Not that Sony had much of a choice: director Niels Arden Oplev's movie, which this time around stars Ellen Page and Kiersey Clemons, with a cameo by Sutherland, was just straight up bad. There were few critics screenings, and once reviews did get posted, they were universally awful; right now, "Flatliners" has a pristine zero percent on Rotten Tomatoes, perfect in its awfulness. That will stand as the movie's biggest accomplishment, because "Flatliners" flatlined at the box office, drawing in just $6.7 million in its opening weekend -- and in wide release, to boot.
Between the terrible reviews, minuscule promotion, and the fact that no one really wanted to see a remake of a forgettable drama from 27 years ago, it was easy to tell that "Flatliners" would be a flop. But it's usually easy to predict an epic flop. What's getting harder and harder to do these days is know with any certainty that any movie not part of the "Star Wars" and Marvel universes will be a big success.
Look at "American Made," the latest action flick from Tom Cruise.
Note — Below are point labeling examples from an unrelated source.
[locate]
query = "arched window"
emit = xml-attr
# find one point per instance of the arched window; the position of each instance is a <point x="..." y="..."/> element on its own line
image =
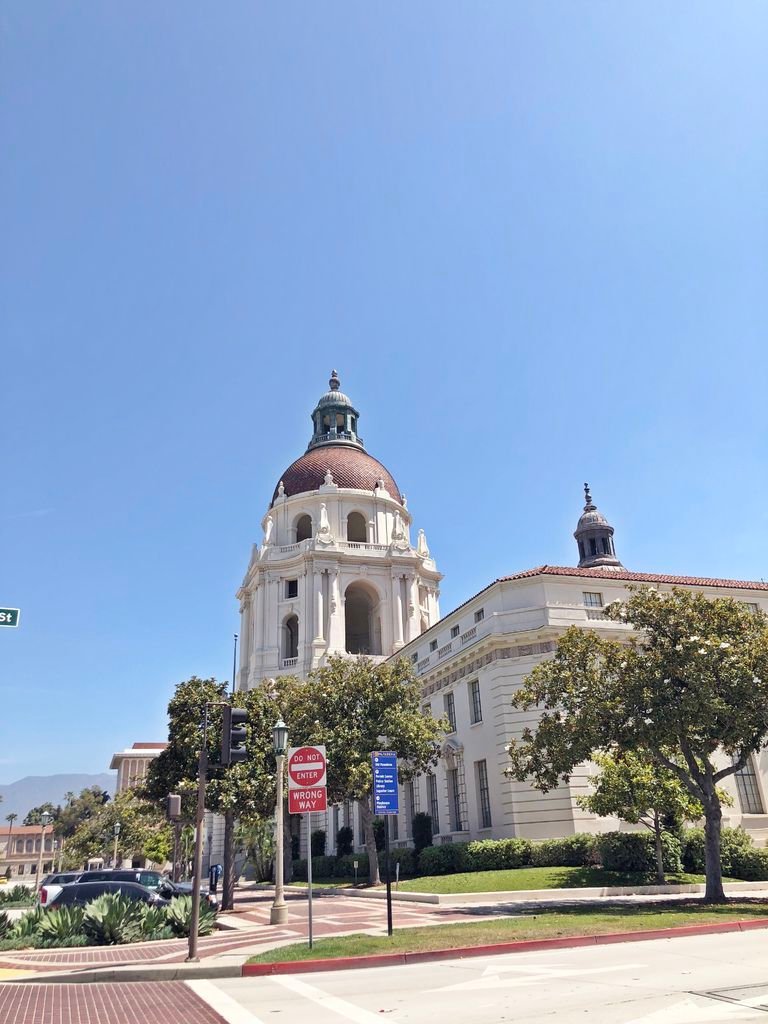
<point x="356" y="527"/>
<point x="361" y="622"/>
<point x="303" y="527"/>
<point x="291" y="637"/>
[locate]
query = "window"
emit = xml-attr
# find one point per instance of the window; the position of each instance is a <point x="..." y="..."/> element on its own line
<point x="475" y="708"/>
<point x="450" y="706"/>
<point x="483" y="795"/>
<point x="434" y="809"/>
<point x="455" y="803"/>
<point x="747" y="786"/>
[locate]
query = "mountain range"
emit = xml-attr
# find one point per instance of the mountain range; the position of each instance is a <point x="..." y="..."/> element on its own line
<point x="19" y="797"/>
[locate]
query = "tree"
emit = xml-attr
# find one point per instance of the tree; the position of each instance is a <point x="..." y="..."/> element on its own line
<point x="355" y="707"/>
<point x="637" y="790"/>
<point x="34" y="817"/>
<point x="689" y="687"/>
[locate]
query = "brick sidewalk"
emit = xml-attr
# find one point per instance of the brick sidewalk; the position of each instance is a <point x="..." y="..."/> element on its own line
<point x="139" y="1003"/>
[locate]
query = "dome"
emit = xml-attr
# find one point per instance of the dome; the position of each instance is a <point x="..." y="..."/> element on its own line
<point x="351" y="467"/>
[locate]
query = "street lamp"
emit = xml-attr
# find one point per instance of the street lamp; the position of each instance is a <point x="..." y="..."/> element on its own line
<point x="279" y="912"/>
<point x="45" y="818"/>
<point x="117" y="837"/>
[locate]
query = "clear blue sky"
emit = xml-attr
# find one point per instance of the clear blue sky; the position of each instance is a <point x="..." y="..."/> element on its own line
<point x="531" y="237"/>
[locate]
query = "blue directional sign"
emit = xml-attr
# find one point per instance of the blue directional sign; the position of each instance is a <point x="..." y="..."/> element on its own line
<point x="385" y="781"/>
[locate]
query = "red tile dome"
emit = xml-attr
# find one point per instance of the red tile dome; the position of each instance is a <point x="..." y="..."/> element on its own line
<point x="350" y="467"/>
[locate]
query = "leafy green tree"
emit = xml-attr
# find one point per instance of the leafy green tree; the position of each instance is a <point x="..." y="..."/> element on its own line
<point x="34" y="817"/>
<point x="690" y="688"/>
<point x="355" y="707"/>
<point x="637" y="790"/>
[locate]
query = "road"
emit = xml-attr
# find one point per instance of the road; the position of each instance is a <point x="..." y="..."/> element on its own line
<point x="714" y="979"/>
<point x="706" y="979"/>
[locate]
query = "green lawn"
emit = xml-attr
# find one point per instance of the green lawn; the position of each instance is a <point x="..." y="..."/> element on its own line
<point x="531" y="878"/>
<point x="544" y="925"/>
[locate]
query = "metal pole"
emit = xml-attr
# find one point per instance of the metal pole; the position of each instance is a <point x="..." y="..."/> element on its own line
<point x="279" y="912"/>
<point x="389" y="880"/>
<point x="309" y="877"/>
<point x="227" y="893"/>
<point x="202" y="770"/>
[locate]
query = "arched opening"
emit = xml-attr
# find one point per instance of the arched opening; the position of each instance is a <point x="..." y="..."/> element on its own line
<point x="361" y="622"/>
<point x="303" y="527"/>
<point x="291" y="637"/>
<point x="356" y="527"/>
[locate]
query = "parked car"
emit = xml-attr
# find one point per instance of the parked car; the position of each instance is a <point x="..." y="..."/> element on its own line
<point x="151" y="880"/>
<point x="80" y="893"/>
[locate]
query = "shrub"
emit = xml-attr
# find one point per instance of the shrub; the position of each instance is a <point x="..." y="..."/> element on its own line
<point x="344" y="840"/>
<point x="635" y="852"/>
<point x="444" y="859"/>
<point x="61" y="925"/>
<point x="570" y="851"/>
<point x="750" y="864"/>
<point x="344" y="867"/>
<point x="732" y="842"/>
<point x="498" y="854"/>
<point x="112" y="919"/>
<point x="178" y="915"/>
<point x="422" y="832"/>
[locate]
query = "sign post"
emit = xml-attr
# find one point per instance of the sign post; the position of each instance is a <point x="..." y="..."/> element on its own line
<point x="307" y="793"/>
<point x="385" y="802"/>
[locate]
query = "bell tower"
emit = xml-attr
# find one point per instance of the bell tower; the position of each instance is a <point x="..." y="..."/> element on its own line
<point x="335" y="571"/>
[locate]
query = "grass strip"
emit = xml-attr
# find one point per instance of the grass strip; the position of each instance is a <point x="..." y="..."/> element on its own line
<point x="565" y="922"/>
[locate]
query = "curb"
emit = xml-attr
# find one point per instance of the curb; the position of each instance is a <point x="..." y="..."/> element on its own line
<point x="523" y="945"/>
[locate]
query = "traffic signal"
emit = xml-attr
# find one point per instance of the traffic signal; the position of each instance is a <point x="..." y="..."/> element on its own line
<point x="233" y="735"/>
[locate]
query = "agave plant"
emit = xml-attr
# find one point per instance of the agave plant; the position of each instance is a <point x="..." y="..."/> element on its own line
<point x="112" y="919"/>
<point x="154" y="922"/>
<point x="179" y="916"/>
<point x="28" y="925"/>
<point x="62" y="924"/>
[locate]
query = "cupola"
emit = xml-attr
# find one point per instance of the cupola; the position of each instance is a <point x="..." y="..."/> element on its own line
<point x="594" y="536"/>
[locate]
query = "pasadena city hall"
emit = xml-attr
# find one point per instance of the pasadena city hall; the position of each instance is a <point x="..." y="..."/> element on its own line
<point x="339" y="571"/>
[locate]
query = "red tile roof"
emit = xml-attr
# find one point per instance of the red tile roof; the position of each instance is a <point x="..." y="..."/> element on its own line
<point x="625" y="574"/>
<point x="350" y="468"/>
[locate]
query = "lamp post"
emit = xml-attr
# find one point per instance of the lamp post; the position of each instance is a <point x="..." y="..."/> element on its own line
<point x="118" y="826"/>
<point x="279" y="912"/>
<point x="45" y="817"/>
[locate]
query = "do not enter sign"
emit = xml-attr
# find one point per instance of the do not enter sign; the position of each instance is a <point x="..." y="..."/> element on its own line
<point x="306" y="767"/>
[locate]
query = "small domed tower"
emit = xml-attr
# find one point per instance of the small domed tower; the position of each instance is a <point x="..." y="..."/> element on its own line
<point x="594" y="536"/>
<point x="335" y="571"/>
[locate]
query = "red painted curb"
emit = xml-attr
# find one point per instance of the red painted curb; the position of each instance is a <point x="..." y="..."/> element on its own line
<point x="523" y="945"/>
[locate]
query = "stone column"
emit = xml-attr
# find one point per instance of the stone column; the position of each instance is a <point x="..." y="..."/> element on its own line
<point x="397" y="611"/>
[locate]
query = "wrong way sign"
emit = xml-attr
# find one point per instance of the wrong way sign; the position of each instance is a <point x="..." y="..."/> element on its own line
<point x="306" y="779"/>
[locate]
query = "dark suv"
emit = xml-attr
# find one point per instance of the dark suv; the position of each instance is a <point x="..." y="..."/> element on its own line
<point x="80" y="893"/>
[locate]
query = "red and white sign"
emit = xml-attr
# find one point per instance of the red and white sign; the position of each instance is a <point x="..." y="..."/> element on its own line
<point x="306" y="768"/>
<point x="307" y="801"/>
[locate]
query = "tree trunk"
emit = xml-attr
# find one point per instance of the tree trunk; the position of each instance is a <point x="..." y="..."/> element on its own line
<point x="658" y="849"/>
<point x="368" y="834"/>
<point x="713" y="868"/>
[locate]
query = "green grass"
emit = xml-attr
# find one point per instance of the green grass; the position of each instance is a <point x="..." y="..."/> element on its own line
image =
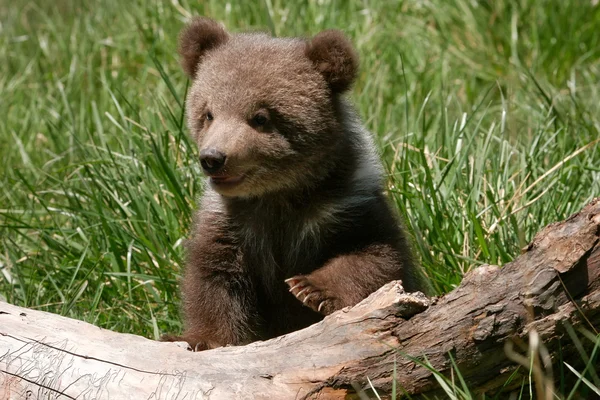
<point x="487" y="114"/>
While "The Mummy" was a giant failure, this one had all the trappings of a hit: A great performance from Cruise, lots of action, a well-known director, a solid soundtrack, and advertisements filled with cocaine. It even had a mid-80s period setting, which is all the rage right now thanks to "It" and "Stranger Things." And yet, the movie premiered to just over $17 million, hardly the stuff of a vintage Cruise hit.
Technically, that makes the movie the weekend box office winner, but that doesn't mean much in this context: "It" barely missed the mark with $17 million in its third weekend, while the "Kingsman" sequel also took in that much in its second weekend.
It's more evidence that big movie stars don't sell movies anymore. "Kingsman" had a whole Walk of Fame in its cast, including Channing Tatum and Halle Berry, but was a relative disappointment in its opening last weekend. And Cruise has had a string of soft openings for films that had good reviews and would have, perhaps a decade earlier, been monster hits. He's still a huge draw internationally, but only one of his non-"Mission: Impossible" movies has cracked $100 million domestically since 2004. And the one that did,2014's "Edge of Tomorrow," just squeaked past that mark, with $100.2 million.
Why has this happened? Certainly Cruise's bruised reputation hasn't helped; he's no longer America's Golden Boy (plus, he's over 50, so he's certainly no boy). And as good as his movies can be, they don't ever seem all that different -- who needs to see another Tom Cruise plane movie when they can watch "Top Gun" at home, another action flick when there are six "Mission: Impossible" movies on demand, or another future sci-fi movie when they've got "Minority Report" on blu-ray?
The only solution? Make smaller, more nuanced movies that need to make less money to recoup costs. Or join up with a superhero franchise. Or go to Netflix.